However, recently I have in fact been readin. Reading words wot I didn't actually write. Here are three of them. Well, not three words :-):
DOWN HOME – Gail Roughton
CHILDREN OF HAMELIN – Theresa Sinclair
BEAST OF BURDEN – Angela Robbins
Declaration of Interest: I know Ms Roughton and Ms Robbins, though I’ve never met either. Anti-Declaration: I bought and paid for copies of all three of the above without talking to any of the authors, and of my own choice and free will :-).
Without going into full review mode, DOWN HOME isn’t my usual Sci-Fi/ Fantasy side of the street. It’s a combination of Deep South flavour and mystery/ thriller type fare. But while (with apologies to Charlie Daniels) I don’t drive a pickup truck, I’m more than partial to a little fried chicken on occasion. Down Home provided it, if only metaphorically :-). I started reading it while fixing my rather sick PC, and realised a few hours later the damn machine still wasn’t fixed – but that I’d just read a pretty good book, so it wasn’t all bad :-).
CHILDREN OF HAMELIN is a little different. Actually, it's a lot different, or I found it so at least. I told someone recently I like writers who surprise me, and Ms Sinclair certainly managed that. Yes, it’s a re-telling of the Pied Piper story, but from a totally different perspective and with a remarkably strong Voice. And I was fine thinking that as I read it. Then the Lady Theresa did it to me. Having told me a tale I’d rather enjoyed, from an engaging point of view I hadn’t seen before, she switched my head-space over. She told it to me again – but from a totally different view. Books in first person aren’t uncommon. Books in two first-persons, showing the same events from the perspectives of two very different personalities, rather less so. For me, it worked. A lot :-).
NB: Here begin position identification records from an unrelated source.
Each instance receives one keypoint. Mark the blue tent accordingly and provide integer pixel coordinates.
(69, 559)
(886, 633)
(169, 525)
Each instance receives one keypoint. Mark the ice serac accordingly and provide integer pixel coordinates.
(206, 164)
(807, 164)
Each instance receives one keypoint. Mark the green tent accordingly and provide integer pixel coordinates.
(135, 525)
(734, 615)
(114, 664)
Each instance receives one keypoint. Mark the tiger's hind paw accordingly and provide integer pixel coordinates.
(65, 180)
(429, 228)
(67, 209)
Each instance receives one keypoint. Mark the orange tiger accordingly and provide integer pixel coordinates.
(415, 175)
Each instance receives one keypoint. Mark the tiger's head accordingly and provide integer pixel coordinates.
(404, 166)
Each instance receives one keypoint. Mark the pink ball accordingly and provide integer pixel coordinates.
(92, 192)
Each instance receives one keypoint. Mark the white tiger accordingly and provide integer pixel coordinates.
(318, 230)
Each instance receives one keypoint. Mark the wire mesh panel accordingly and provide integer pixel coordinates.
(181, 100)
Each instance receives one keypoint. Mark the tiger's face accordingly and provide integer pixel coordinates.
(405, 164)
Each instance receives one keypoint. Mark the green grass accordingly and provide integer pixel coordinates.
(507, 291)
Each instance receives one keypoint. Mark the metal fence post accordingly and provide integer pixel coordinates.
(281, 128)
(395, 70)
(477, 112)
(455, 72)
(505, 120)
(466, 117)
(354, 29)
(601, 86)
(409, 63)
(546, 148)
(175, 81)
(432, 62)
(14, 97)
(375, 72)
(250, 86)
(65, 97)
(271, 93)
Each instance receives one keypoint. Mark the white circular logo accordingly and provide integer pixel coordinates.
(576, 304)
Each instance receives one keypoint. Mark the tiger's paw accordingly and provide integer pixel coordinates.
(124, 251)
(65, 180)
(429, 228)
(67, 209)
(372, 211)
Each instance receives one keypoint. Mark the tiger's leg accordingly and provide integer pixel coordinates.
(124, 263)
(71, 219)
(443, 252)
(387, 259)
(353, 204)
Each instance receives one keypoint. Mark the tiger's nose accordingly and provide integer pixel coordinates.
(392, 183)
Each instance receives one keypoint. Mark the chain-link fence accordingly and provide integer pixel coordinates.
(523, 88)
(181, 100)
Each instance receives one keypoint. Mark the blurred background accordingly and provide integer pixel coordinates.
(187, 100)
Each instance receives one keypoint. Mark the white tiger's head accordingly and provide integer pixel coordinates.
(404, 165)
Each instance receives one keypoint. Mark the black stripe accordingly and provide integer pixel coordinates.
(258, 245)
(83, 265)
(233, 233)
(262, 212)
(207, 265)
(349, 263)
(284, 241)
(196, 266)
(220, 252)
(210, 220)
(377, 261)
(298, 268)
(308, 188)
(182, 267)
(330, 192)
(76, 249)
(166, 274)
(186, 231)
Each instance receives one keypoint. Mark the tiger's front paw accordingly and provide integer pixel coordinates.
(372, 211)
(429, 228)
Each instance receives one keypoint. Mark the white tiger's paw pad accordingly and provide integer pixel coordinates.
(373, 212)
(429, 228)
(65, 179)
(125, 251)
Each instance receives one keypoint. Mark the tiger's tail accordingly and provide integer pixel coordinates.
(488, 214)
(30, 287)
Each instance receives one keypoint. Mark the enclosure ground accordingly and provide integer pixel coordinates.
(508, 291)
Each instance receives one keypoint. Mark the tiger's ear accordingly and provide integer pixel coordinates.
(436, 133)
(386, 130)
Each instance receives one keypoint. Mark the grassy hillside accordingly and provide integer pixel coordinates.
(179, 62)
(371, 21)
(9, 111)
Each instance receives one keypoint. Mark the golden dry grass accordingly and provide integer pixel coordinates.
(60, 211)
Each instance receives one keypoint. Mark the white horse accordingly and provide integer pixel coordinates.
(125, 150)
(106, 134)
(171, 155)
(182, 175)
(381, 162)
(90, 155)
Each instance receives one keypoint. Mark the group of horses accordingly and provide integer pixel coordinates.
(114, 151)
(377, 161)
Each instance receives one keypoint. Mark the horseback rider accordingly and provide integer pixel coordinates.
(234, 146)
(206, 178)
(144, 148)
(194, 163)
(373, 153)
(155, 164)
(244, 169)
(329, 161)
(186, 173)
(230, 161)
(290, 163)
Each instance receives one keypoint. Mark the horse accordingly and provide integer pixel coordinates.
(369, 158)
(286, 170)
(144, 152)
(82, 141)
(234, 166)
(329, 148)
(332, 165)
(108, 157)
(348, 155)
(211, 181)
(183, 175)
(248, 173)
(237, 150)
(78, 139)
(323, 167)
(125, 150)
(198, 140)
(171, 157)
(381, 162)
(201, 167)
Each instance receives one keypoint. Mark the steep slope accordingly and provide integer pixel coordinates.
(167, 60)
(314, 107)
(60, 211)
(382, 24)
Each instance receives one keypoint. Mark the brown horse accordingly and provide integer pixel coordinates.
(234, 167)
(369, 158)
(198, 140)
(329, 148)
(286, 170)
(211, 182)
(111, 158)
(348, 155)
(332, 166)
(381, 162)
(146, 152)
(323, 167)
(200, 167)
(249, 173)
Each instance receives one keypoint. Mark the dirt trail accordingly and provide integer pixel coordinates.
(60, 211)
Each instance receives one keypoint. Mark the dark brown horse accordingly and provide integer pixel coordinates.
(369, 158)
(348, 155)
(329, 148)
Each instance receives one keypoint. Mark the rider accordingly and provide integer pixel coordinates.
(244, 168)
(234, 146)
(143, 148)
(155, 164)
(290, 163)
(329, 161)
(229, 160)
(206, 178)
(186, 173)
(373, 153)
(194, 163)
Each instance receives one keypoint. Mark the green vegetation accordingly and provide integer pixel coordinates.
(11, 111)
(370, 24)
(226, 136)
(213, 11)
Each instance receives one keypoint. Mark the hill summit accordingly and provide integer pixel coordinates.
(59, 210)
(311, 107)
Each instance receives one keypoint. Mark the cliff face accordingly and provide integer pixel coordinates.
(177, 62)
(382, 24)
And BEAST OF BURDEN. I don’t read a lot of YA (Young Adult) – but this one I read. It’s Ms Robbins first book, and it mixes Egyptian and Norse myth backgrounds. It’s YA, so there has to be a cute girl and guy who’s either cute or the one you hated not being when you were at school (depending on your gender and preferences). And yes, theyhave classic boy-girl conflicts. Heck, they fight like cat and dog. Which isn’t really that surprising, since one’s a werewolf (but there’s no Twilight here – and no vampires), and she’s a cougar, even if she’s a bit young for the role :-).
Heh. It’s OK. I’ll shut up now… and go read something else :-).
Damned university coursework.
Legacy of Heorot - Niven, Pournelle, and Barnes (no relation!)
I didn't really like that one. Although I'm a big fan of Niven, and Niven + Pournelle. I did really like Dream Park though, which is Barnes too isn't it?
Co-incidentally I'm re-reading The Burning Road, having just finished The Burning Tower. Which is just Niven and Pournelle. Very much enjoying it. Although it's not one of their best.
I should have written on this topic before. I moved before Christmas, and I've got all my boxes of books out of storage (after ten years). I built up a new collection in that time (oops), although I wasn't reading as much as before, until recently. But now it's like having bought several hundred new books, because I've got all this stuff that I can re-read. In the case of the Burning Road I couldn't remember reading it before, until I was about 100 pages in.
I don't consider a book any good until I've read it through a second time. If it won't bear a re-reading then I think it's lacking something important, even if I enjoyed it the first time.